According to Justin Patterson, an analyst at KeyBanc, c’s shrinking market share and the company’s requirement for further investment will damper its profitability in the short term.
The stock price of Roku fell on Tuesday after analysts at KeyBanc Capital Markets cut their rating on the streaming service hub and producer of linked TVs. The analysts cited a sluggish ad market and the company’s ambitions for investing in hardware as the reasons for their decision.
After observing that the company “appears to be surrendering market share” in connected TV advertising while failing to attract a sufficient number of new media partners to its platform, the analyst at KeyBanc named Justin Patterson lowered his recommendation on Roku from “overweight” to “sector weight.”

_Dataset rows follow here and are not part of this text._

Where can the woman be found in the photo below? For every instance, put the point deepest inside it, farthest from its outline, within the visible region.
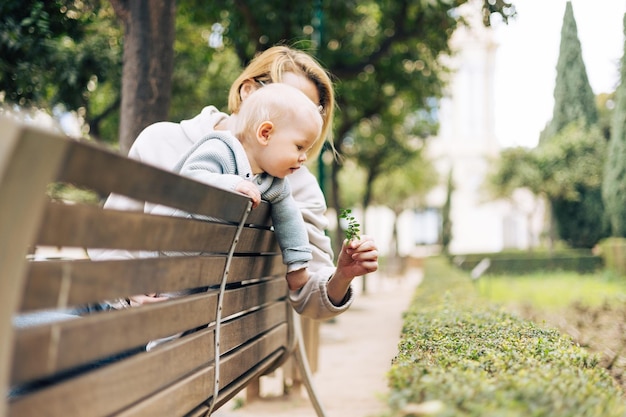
(328, 291)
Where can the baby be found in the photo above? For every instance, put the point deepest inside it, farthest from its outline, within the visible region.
(266, 140)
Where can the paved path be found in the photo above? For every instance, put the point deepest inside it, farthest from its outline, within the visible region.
(355, 355)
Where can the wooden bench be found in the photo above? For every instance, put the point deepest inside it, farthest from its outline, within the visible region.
(240, 327)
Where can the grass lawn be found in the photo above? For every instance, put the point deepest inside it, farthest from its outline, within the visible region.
(553, 290)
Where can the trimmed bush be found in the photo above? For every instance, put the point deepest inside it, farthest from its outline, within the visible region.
(477, 360)
(513, 263)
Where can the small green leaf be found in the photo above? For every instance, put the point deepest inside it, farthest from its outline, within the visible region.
(352, 232)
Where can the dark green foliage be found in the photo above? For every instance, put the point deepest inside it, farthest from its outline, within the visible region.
(58, 52)
(581, 223)
(614, 185)
(573, 97)
(481, 361)
(613, 252)
(446, 226)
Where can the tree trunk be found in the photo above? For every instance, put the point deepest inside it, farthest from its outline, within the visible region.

Even though Roku reduced its personnel expenditures by around 5% earlier this month when it announced intentions to shed 200 workers, the company is still expected to experience difficulties in meeting its near-term profit predictions.
Roku previously stated that it believes that the “macro environment will continue to put pressure on consumer discretionary spending and weaken advertising budgets, particularly in the TV scatter market,” and that revenues will likely fall 7.5% yearly to $800 million. Roku is looking forward to the end of the year.
According to Patterson, they do not believe that pulling back from investment areas in North America, increasingly skewed to low to mid-range manufacturers and toward Walmart distribution, would slow their revenue recovery.
During the early morning hours of trading on Tuesday, Roku shares were marked 0.65% down to trade at $53.73 a share. This move would drop the stock over the past six months to approximately 43%.
Roku reported a loss of 88 cents per share for the three months ending in September, which was less than analysts had predicted. Revenues increased by 12% to $761 million, exceeding Wall Street analysts’ expectations, as the company added 2.3 million active accounts and streaming hours on the Roku Channel increased by 90% year over year.